Hamas marks 23rd anniversary with Gaza rally

0
166

GAZA CITY: Members of Hamas fanned out across the Gaza Strip on Tuesday, draping the Islamist movement’s flag across buildings ahead of a mass rally to celebrate their 23rd anniversary.
Tens of thousands of Palestinians were expected at the celebration being held in Gaza City’s Kateeba Square, where an enormous replica of Jerusalem’s Dome of the Rock mosque, with its famous golden dome, was being erected.
Large pictures of Hamas leaders, including the group’s assassinated spiritual guide Ahmed Yassin, were displayed under a banner reading “I remain committed to the cause.” Hamas said it had sent buses to bring supporters to the rally from across the coastal enclave, and children at government-run schools and students at three Hamas-affiliated universities had the day off for event.
Members of some of Gaza’s political factions, including Islamic Jihad, were expected to attend. Hamas’s major rival Fatah, however, was likely to be noticeably absent.
Hamas and Fatah remain bitterly divided after long-standing tensions boiled over in 2007, a year after Hamas won parliamentary elections, and the Islamist group drove members of Fatah from Gaza, seizing control of the enclave.
Hamas policeman clad in blue fatigues and bullet-proof vests closed streets leading to Kateeba Square as the interior ministry said it had finalised preparations.
The leadership of the group, including Hamas prime minister Ismail Haniya, was expected to address the rally, which is scheduled start at 1000 GMT.
Hamas spokesman Sami Abu Zuhri said the rally would provide evidence of the group’s support in Gaza. “The basic message the big crowds will send to all the parties is that lots of people support Hamas and the project of Hamas is the project of all the people,” Abu Zuhri told AFP.
“The aim of the embargo on the Hamas movement and the Gaza Strip was to force us to raise the white flag of surrender, but Hamas will not break,” he added.

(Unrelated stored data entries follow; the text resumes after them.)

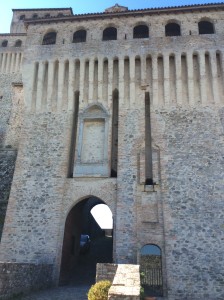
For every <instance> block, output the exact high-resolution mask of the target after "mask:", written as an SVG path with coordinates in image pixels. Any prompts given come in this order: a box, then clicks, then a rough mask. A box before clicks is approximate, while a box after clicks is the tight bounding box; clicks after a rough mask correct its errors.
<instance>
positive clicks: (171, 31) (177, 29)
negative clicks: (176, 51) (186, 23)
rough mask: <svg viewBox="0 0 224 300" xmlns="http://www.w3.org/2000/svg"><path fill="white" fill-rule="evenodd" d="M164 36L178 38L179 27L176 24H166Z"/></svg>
mask: <svg viewBox="0 0 224 300" xmlns="http://www.w3.org/2000/svg"><path fill="white" fill-rule="evenodd" d="M165 35H166V36H179V35H180V25H179V24H177V23H168V24H166V26H165Z"/></svg>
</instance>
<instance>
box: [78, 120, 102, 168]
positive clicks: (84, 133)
mask: <svg viewBox="0 0 224 300" xmlns="http://www.w3.org/2000/svg"><path fill="white" fill-rule="evenodd" d="M104 136H105V122H104V120H103V119H101V120H100V119H98V120H87V121H85V122H84V128H83V141H82V152H81V161H82V162H83V163H94V162H100V161H103V158H104Z"/></svg>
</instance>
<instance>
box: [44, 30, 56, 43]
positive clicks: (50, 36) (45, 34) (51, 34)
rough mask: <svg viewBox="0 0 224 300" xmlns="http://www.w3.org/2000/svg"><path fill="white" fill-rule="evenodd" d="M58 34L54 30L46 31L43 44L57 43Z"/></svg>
mask: <svg viewBox="0 0 224 300" xmlns="http://www.w3.org/2000/svg"><path fill="white" fill-rule="evenodd" d="M56 36H57V33H56V32H54V31H51V32H48V33H46V34H45V36H44V38H43V43H42V45H54V44H55V43H56Z"/></svg>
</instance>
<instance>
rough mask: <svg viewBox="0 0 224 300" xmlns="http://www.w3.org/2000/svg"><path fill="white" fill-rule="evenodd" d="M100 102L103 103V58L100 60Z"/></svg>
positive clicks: (98, 77) (98, 99)
mask: <svg viewBox="0 0 224 300" xmlns="http://www.w3.org/2000/svg"><path fill="white" fill-rule="evenodd" d="M98 100H99V102H102V101H103V58H102V57H99V58H98Z"/></svg>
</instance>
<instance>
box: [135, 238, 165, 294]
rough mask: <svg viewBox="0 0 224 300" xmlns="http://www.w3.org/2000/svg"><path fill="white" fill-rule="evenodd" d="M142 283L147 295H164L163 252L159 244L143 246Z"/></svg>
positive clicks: (141, 261) (141, 278) (141, 268)
mask: <svg viewBox="0 0 224 300" xmlns="http://www.w3.org/2000/svg"><path fill="white" fill-rule="evenodd" d="M140 271H141V285H142V287H143V288H144V295H145V296H157V297H159V296H160V297H161V296H163V276H162V254H161V249H160V248H159V247H158V246H157V245H153V244H148V245H145V246H144V247H142V249H141V255H140Z"/></svg>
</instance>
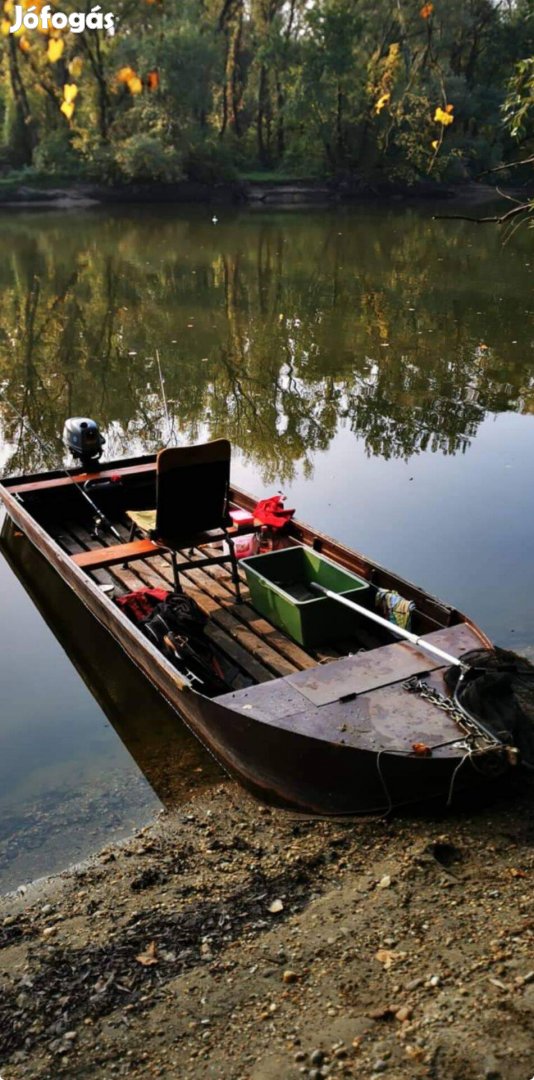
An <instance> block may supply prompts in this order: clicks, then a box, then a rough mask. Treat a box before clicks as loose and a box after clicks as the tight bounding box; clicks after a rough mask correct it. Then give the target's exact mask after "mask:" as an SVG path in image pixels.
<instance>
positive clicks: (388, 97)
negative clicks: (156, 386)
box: [374, 91, 391, 112]
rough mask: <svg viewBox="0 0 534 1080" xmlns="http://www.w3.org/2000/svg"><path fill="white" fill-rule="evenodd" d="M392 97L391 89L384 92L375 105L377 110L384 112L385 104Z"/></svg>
mask: <svg viewBox="0 0 534 1080" xmlns="http://www.w3.org/2000/svg"><path fill="white" fill-rule="evenodd" d="M390 97H391V94H390V93H389V91H386V93H385V94H382V96H381V97H379V98H378V100H377V103H376V105H375V107H374V110H375V112H382V110H383V108H384V106H385V105H387V103H388V102H389V98H390Z"/></svg>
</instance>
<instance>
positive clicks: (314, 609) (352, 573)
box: [241, 546, 371, 646]
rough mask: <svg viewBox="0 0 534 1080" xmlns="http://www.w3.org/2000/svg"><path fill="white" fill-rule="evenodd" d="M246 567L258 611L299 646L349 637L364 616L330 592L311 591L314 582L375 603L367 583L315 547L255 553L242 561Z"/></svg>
mask: <svg viewBox="0 0 534 1080" xmlns="http://www.w3.org/2000/svg"><path fill="white" fill-rule="evenodd" d="M241 566H243V567H244V571H245V575H246V582H248V585H249V589H250V591H251V597H252V604H253V606H254V607H255V609H256V611H259V612H261V615H264V616H265V618H266V619H268V620H269V622H271V623H273V624H275V626H279V627H280V630H283V631H285V633H286V634H289V636H290V637H292V638H293V640H294V642H298V644H299V645H305V646H315V645H320V644H321V643H326V642H333V640H335V639H336V638H339V637H349V636H350V635H351V634H353V633H355V632H356V629H357V626H358V624H359V622H360V621H361V618H362V617H361V616H359V615H358V612H356V611H355V612H352V611H349V610H348V608H346V607H343V606H342V605H341V604H336V602H335V600H333V599H331V598H330V597H329V596H319V594H313V592H312V591H311V590H310V589H309V583H310V582H311V581H316V582H317V583H318V584H319V585H324V588H325V589H330V590H332V592H334V593H338V594H339V596H345V597H346V598H347V599H349V600H350V599H353V600H356V603H357V604H361V605H362V606H363V607H365V606H368V605H369V603H370V599H369V597H370V592H371V589H370V585H369V583H368V582H366V581H364V580H363V579H362V578H358V577H357V576H356V575H355V573H349V571H348V570H344V569H342V567H339V566H336V564H335V563H332V562H331V561H330V558H324V556H323V555H319V554H318V552H316V551H313V549H312V548H301V546H298V548H283V549H282V550H281V551H273V552H269V553H268V554H266V555H253V556H252V557H251V558H243V559H241Z"/></svg>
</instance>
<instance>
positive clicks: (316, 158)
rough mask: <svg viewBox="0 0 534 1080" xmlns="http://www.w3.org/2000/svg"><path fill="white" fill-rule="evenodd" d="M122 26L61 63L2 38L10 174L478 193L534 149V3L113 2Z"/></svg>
mask: <svg viewBox="0 0 534 1080" xmlns="http://www.w3.org/2000/svg"><path fill="white" fill-rule="evenodd" d="M23 2H24V3H26V2H27V0H23ZM28 2H29V0H28ZM62 8H63V10H65V11H67V12H69V11H75V10H78V8H79V4H77V3H76V0H64V2H63V4H62ZM114 11H115V13H116V14H117V16H118V17H119V24H118V30H117V33H116V35H115V36H112V37H109V36H107V35H106V32H105V31H97V30H86V29H85V30H84V31H83V32H81V33H76V35H75V33H69V32H66V33H65V35H64V36H63V37H62V38H61V42H59V45H61V50H62V52H61V56H58V57H56V58H53V59H52V58H51V56H50V46H51V45H52V46H53V48H54V49H55V48H57V41H55V42H51V41H49V39H48V38H46V37H45V36H44V37H43V36H42V35H40V33H38V32H37V31H28V32H27V33H25V36H24V37H23V38H19V39H13V38H12V37H11V36H5V35H4V36H1V37H0V117H3V146H1V145H0V168H3V171H5V170H6V168H9V167H11V168H17V167H21V166H23V165H30V164H32V165H35V166H36V167H37V168H38V170H39V171H41V172H45V173H46V174H49V175H51V176H53V175H59V174H65V173H69V174H70V175H72V176H77V175H85V176H88V177H90V178H92V179H97V180H101V181H105V183H116V181H120V180H122V181H130V180H131V181H145V180H147V181H148V180H171V181H172V180H175V179H178V178H183V177H185V178H189V179H192V180H197V181H202V183H209V184H212V183H215V181H217V180H231V179H232V178H235V177H236V175H237V173H242V172H246V173H249V174H253V173H254V172H256V171H259V172H261V173H262V174H264V173H265V172H266V171H267V172H272V173H273V174H275V175H276V174H281V175H283V174H284V173H285V174H290V175H291V174H293V175H294V174H296V175H301V176H306V177H308V178H312V177H326V176H341V175H343V176H346V175H350V174H358V175H359V176H361V177H363V178H365V177H368V178H369V177H375V176H377V175H378V176H379V177H382V178H384V177H385V178H391V179H402V180H403V181H408V183H413V181H415V180H417V179H418V178H420V177H425V176H432V177H435V178H440V177H444V178H446V177H451V176H454V177H456V178H460V177H467V176H469V175H476V174H477V173H479V172H481V171H483V170H488V168H491V167H493V166H495V165H496V164H499V163H500V162H503V161H504V160H506V159H507V157H509V156H510V154H511V156H513V153H515V149H513V139H515V138H521V139H523V140H524V139H530V138H532V137H533V134H534V121H533V111H534V110H533V108H532V105H533V99H534V89H533V86H534V68H533V65H534V60H533V59H528V58H525V57H528V56H529V55H530V54H531V52H532V29H531V26H532V19H531V17H530V16H531V12H530V3H529V0H517V2H516V3H513V4H512V3H507V4H496V3H494V2H492V0H468V2H466V0H446V2H445V0H436V2H435V3H433V4H432V3H430V4H424V3H423V0H358V3H356V2H355V0H315V2H313V3H309V2H307V0H246V2H245V0H165V5H164V6H163V5H162V4H160V3H155V2H151V0H148V2H146V0H141V3H138V4H135V5H132V4H131V3H130V2H129V0H116V3H115V4H114ZM510 70H513V71H515V73H513V77H512V79H511V80H510ZM72 84H74V85H75V90H76V95H75V98H74V99H72V102H71V103H69V102H67V99H66V98H65V93H66V92H68V87H69V86H71V85H72ZM66 87H67V91H66ZM446 105H451V106H452V107H453V108H454V112H450V113H449V116H451V120H450V121H449V122H448V123H446V124H442V123H440V121H439V119H438V120H437V119H436V110H437V109H438V108H439V109H443V108H444V107H445V106H446ZM62 109H63V113H62V111H61V110H62ZM503 110H504V111H503ZM503 117H504V122H503Z"/></svg>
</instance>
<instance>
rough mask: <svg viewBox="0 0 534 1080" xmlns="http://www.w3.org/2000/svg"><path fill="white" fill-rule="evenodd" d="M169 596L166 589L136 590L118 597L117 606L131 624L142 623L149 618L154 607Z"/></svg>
mask: <svg viewBox="0 0 534 1080" xmlns="http://www.w3.org/2000/svg"><path fill="white" fill-rule="evenodd" d="M170 595H171V594H170V592H169V590H166V589H137V590H136V591H135V592H134V593H125V594H124V596H118V597H117V604H118V605H119V607H120V608H122V610H123V611H124V613H125V615H128V616H129V617H130V619H131V620H132V622H143V620H144V619H148V618H149V617H150V616H151V613H152V611H153V609H155V607H156V606H157V605H158V604H161V603H162V602H163V600H166V598H168V596H170Z"/></svg>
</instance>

Israel imposed a blockade on the Gaza Strip after the capture of a soldier by Gaza-based militants in a deadly cross-border raid in 2006. It tightened the restrictions the next year after Hamas seized control of the territory. However the Jewish state relaxed restrictions on imports to Gaza in the face of an international outcry over a deadly commando raid on a flotilla attempting to break its naval blockade of the territory on May 31.
Earlier this month Israel’s security cabinet voted to partially lift a ban on exports from Gaza. Founded on December 14, 1987 shortly after the beginning of the first intifada, or uprising, against Israel’s occupation of the West Bank and Gaza Strip, Hamas was inspired by Egypt’s Muslim Brotherhood.
The group remains pledged to the eventual destruction of Israel and the establishment of an Islamic state on the pre-1948 borders of the British Palestine Mandate.
But Haniya has also said the organisation would accept any peace deal negotiated with Israel if the Palestinian population and diaspora approved it in a referendum.